Fire extinguished in Spanish building converted from mosque to cathedral
Madrid, August 9 (Hibya) - On Friday, the Mayor of Cordoba, Spain, announced that a fire had broken out in a historic building converted from a mosque into a cathedral, but firefighters quickly extinguished it, saving the monument.
Flames and smoke rising from the tourist site, visited by 2 million people each year, were seen in widely shared videos.
Josep María Bellido told Cadena TV: “The monument has been saved.
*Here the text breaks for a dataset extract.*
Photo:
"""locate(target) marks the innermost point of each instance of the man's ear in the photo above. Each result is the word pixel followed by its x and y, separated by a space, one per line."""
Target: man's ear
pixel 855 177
There will be no spread, there will be no disaster, let’s put it that way.”
Firefighters had earlier stated that the fire was under control but not yet extinguished.
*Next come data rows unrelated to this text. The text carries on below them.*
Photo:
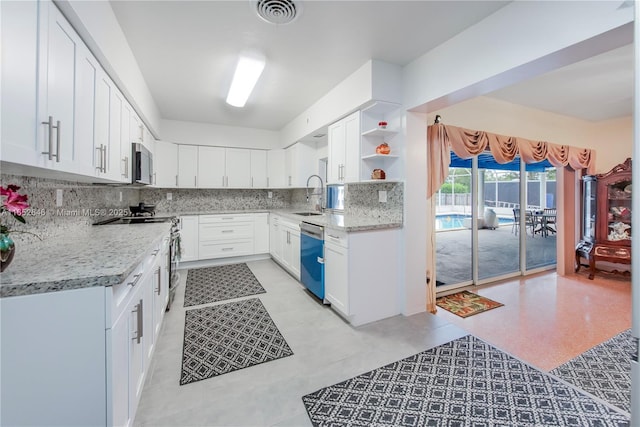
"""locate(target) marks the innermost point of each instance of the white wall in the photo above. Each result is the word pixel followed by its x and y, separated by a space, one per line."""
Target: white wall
pixel 519 41
pixel 97 25
pixel 218 135
pixel 611 139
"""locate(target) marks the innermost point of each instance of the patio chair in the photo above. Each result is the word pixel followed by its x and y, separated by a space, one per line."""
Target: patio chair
pixel 528 222
pixel 550 219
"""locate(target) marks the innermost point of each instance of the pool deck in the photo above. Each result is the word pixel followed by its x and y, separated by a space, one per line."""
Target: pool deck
pixel 497 253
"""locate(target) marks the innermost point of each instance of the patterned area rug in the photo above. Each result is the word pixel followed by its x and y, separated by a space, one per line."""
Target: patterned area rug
pixel 220 283
pixel 604 370
pixel 465 303
pixel 465 382
pixel 228 337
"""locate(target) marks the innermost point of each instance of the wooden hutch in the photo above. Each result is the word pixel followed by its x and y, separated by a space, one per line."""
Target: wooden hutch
pixel 611 219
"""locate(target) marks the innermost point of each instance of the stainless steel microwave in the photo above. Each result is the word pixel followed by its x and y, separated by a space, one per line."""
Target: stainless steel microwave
pixel 142 167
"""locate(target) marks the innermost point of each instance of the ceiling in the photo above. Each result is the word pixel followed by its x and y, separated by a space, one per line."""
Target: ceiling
pixel 187 51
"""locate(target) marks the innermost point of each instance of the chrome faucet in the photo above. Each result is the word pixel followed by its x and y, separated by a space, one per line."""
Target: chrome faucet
pixel 318 206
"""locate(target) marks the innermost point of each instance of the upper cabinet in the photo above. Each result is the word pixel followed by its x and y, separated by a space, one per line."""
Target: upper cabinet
pixel 344 150
pixel 381 143
pixel 165 164
pixel 300 162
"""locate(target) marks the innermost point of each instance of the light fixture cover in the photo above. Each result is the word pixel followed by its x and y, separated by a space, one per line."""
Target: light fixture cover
pixel 248 70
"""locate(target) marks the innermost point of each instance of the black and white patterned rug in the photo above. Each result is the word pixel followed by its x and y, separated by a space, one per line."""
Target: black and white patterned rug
pixel 212 284
pixel 604 370
pixel 228 337
pixel 465 382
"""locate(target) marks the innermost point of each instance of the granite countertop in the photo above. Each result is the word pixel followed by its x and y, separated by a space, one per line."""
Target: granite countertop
pixel 98 256
pixel 348 223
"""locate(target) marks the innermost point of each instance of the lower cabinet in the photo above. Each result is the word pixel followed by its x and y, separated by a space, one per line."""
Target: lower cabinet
pixel 216 236
pixel 285 243
pixel 82 355
pixel 189 238
pixel 361 274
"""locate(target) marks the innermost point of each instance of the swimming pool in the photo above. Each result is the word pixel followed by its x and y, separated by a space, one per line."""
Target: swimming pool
pixel 453 221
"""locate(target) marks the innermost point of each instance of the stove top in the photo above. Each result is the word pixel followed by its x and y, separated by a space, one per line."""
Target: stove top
pixel 135 220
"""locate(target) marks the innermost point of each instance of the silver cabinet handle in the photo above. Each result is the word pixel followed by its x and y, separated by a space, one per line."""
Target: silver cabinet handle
pixel 139 320
pixel 50 128
pixel 135 281
pixel 57 127
pixel 158 272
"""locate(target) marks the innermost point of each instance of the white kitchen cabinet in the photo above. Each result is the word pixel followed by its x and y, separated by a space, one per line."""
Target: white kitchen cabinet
pixel 259 169
pixel 18 65
pixel 275 246
pixel 189 238
pixel 373 135
pixel 237 168
pixel 344 150
pixel 276 169
pixel 361 274
pixel 336 271
pixel 223 236
pixel 300 163
pixel 165 164
pixel 187 166
pixel 126 148
pixel 261 233
pixel 285 243
pixel 80 359
pixel 211 167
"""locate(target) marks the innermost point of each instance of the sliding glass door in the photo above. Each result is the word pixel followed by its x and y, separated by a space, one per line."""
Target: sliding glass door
pixel 494 221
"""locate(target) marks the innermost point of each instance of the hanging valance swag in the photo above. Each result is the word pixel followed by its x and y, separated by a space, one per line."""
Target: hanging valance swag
pixel 441 139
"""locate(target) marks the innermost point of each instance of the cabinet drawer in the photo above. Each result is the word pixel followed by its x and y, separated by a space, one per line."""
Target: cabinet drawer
pixel 225 249
pixel 231 231
pixel 205 219
pixel 336 237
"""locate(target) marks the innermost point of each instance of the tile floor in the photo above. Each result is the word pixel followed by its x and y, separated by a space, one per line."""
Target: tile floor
pixel 327 350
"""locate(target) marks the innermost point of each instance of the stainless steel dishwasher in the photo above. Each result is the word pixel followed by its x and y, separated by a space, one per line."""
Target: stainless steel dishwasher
pixel 312 258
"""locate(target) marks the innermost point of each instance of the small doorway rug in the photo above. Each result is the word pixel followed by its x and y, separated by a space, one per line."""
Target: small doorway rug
pixel 228 337
pixel 465 303
pixel 604 370
pixel 465 382
pixel 212 284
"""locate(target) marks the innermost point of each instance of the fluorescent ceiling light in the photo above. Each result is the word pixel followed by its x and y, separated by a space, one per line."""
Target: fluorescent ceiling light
pixel 247 73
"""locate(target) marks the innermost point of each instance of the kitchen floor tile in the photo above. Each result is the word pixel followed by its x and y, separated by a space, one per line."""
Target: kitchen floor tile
pixel 328 350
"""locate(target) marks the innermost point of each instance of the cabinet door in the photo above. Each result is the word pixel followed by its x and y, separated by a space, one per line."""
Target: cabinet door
pixel 237 168
pixel 165 163
pixel 102 112
pixel 336 147
pixel 86 77
pixel 189 238
pixel 136 347
pixel 351 169
pixel 336 273
pixel 276 169
pixel 19 33
pixel 211 167
pixel 119 370
pixel 261 243
pixel 259 169
pixel 57 84
pixel 187 166
pixel 275 245
pixel 126 147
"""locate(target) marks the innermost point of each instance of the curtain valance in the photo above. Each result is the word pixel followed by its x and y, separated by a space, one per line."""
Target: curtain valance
pixel 441 139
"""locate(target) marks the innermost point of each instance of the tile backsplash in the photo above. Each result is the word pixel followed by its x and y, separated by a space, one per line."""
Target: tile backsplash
pixel 83 204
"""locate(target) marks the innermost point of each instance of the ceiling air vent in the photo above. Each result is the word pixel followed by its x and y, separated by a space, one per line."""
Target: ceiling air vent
pixel 278 11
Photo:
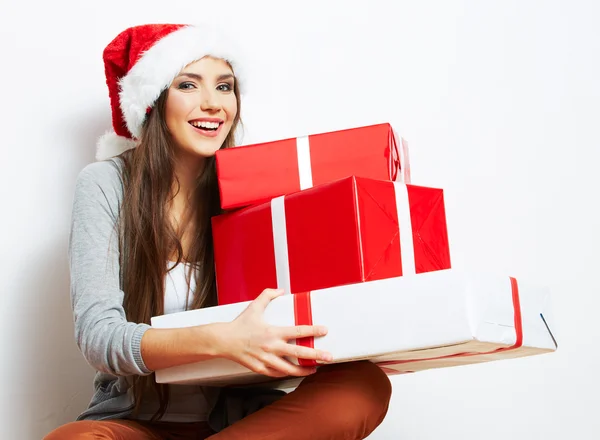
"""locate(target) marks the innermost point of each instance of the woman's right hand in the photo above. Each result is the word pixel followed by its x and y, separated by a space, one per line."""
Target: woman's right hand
pixel 260 347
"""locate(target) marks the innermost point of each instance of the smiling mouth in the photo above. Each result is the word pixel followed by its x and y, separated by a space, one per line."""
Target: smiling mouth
pixel 209 127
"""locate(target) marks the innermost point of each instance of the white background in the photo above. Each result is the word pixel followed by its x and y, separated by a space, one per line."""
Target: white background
pixel 499 100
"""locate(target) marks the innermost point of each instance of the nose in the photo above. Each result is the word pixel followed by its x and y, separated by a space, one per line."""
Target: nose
pixel 210 102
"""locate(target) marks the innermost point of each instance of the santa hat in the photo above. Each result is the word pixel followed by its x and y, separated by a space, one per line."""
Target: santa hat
pixel 141 62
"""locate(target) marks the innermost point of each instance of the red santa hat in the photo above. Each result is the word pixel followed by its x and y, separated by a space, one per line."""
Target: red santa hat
pixel 141 62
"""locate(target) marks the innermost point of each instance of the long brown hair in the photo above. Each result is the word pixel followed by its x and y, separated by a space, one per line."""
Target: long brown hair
pixel 147 239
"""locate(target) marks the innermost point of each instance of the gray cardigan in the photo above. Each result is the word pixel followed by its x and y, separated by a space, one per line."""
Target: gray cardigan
pixel 110 343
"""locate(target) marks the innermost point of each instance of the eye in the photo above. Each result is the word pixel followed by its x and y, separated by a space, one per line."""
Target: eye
pixel 225 87
pixel 186 85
The large fire, which broke out at around 9:00 p.m., raised concerns for this early medieval architectural marvel and recalled the 2019 blaze that destroyed Paris’s Notre Dame Cathedral.
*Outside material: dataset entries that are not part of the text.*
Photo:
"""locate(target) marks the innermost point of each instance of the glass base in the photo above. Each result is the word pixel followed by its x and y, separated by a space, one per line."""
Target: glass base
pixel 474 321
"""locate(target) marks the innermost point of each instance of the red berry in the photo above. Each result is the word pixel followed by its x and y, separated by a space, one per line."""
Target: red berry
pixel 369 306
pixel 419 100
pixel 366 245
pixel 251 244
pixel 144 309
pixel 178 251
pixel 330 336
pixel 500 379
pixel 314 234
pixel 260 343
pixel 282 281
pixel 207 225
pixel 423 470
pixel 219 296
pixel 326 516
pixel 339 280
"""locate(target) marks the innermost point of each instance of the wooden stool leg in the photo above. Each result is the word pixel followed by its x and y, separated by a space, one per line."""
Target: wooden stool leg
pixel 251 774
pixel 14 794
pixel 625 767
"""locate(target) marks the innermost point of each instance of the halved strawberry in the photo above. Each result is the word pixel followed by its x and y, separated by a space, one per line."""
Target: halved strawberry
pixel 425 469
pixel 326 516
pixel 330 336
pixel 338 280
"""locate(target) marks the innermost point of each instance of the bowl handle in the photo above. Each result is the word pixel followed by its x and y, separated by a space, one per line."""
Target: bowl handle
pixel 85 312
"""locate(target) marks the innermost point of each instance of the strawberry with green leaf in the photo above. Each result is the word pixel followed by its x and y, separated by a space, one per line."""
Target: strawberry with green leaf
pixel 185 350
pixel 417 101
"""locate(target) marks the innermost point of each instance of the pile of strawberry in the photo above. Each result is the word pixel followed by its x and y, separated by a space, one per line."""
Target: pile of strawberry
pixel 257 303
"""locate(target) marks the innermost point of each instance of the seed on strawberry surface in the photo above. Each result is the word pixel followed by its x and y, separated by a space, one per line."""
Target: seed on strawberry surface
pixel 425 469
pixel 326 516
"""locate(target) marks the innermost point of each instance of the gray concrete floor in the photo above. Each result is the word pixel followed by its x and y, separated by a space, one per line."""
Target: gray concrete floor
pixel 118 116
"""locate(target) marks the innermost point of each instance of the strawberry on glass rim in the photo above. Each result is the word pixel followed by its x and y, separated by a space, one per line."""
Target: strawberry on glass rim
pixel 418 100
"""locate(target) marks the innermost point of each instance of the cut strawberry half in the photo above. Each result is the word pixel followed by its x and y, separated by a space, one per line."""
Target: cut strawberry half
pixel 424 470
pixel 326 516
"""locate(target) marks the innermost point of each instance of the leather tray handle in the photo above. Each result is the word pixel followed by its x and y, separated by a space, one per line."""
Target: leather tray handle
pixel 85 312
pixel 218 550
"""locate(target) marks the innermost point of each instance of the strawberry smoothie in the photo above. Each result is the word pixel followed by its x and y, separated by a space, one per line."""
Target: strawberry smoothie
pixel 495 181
The fire is believed to have started when a mechanical sweeping machine caught fire.
Considered a jewel of Islamic architecture, the building was constructed between the 8th and 10th centuries as a mosque on the site of an older church, by order of the southern city’s then Muslim ruler and Umayyad dynasty emir, Abd al-Rahman.
Christians converted it into a cathedral after Spain’s reconquest in the 13th century under King Ferdinand III of Castile, and architectural changes were made in the following centuries.